Let’s get started writing code patterns! Before we dive into the details of Cody, let’s quickly review what exactly we’re working with:

Abstract Syntax Trees

Cody performs queries over so-called abstract syntax trees, which are a tree representation of a source code file. As an example, let’s look at the Python code

a = b

This code translates to the following AST:

node_type: assign
targets:
  - node_type: name
    id: a
    ctx:
      node_type: store
value:
  node_type: name
  id: b
  ctx:
    node_type: load

Note that we’re representing the AST as a YAML document, which provides good readability.

Basic Matching

As you can see, the AST consists of a node with node_type = assign, which contains various subnodes such as a value and one or several targets. Now, let’s assume we want to find all assignments that contain a variable named a in their targets list. The Cody query for this is as follow:

node_type: assign
targets:
  $contains : {node_type : name, id: a}

Here, we specify that we’re looking for a node with node_type = assign, which also contains a node of node_type = name and id = a somewhere in its targets list. To specify the latter condition, we made use of the $contains operator, which will match if one or more nodes within a list match the given description. Special operators are very useful for advanced pattern matching, you can read more about them in the operators documentation.

References

Often when looking for certain code patterns, we want to store a part of the already matched source code and reuse it somewhere else in our pattern. This is akin to using a parens operator in Regex, like /(foo) is 1/’, which will match `foo is foo. In Cody, the operators we use for this are called $store and $ref. They will be explained in more detail later.

Matching Order

Sometimes you want to make sure that individual parts of your query get executed in the right order.
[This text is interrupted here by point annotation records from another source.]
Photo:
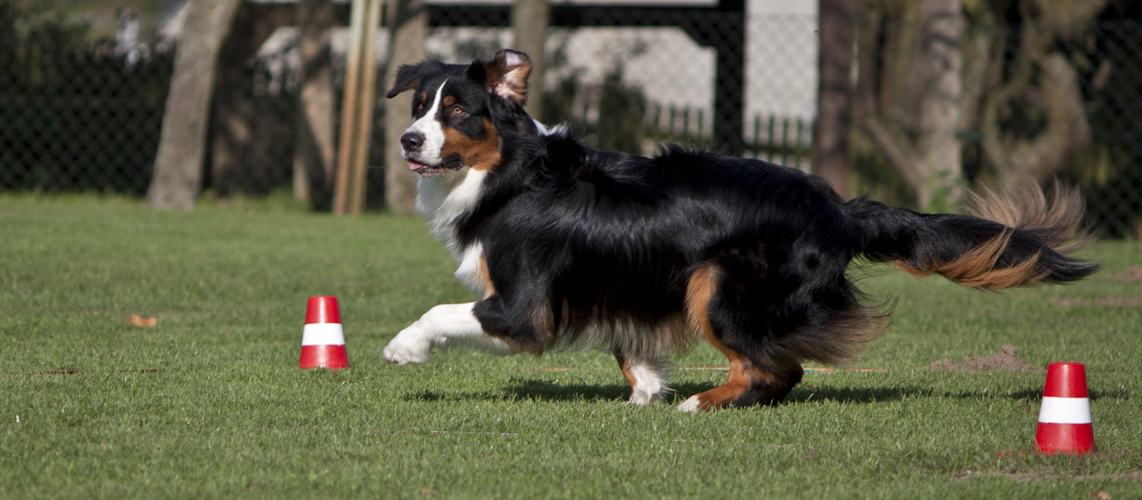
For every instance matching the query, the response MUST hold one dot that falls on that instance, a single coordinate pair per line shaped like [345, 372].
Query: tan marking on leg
[485, 277]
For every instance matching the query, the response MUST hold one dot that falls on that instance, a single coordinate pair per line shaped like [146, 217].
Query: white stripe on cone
[322, 335]
[1064, 410]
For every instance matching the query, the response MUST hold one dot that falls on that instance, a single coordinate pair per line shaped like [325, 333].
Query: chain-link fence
[734, 77]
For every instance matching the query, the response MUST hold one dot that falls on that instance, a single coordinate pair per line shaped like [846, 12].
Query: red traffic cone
[1064, 416]
[323, 340]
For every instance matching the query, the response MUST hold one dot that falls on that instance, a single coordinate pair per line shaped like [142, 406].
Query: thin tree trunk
[835, 90]
[529, 24]
[183, 140]
[408, 22]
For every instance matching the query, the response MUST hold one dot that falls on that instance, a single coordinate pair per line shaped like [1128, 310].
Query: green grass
[228, 414]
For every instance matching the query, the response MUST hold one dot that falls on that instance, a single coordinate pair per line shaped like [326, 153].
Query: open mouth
[427, 170]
This is important for example if you use references in your query and need to make sure that the branches of the tree where those references are generated get visited before the branches that use them. Basically that means some parts of your code check have to be evaluated first. For example if you need to know the name of a certain object before checking whether this object gets used in the body of a function definition. For this, you can use the match_first special argument, which accepts a list of strings and makes sure that the corresponding key/value pairs in the match query will get checked in the order you provided. This is important if you work with references and want to make sure that the branch which stores the reference will get executed before the branch that makes use of it. An example:

$ : {match_first: [foo]}
foo:
  $store:
    node_type: functiondef
  name: my_function
bar:
  $ref: {name : my_function}

will match if it encounters a function definition in the foo branch and also finds it again in the bar branch.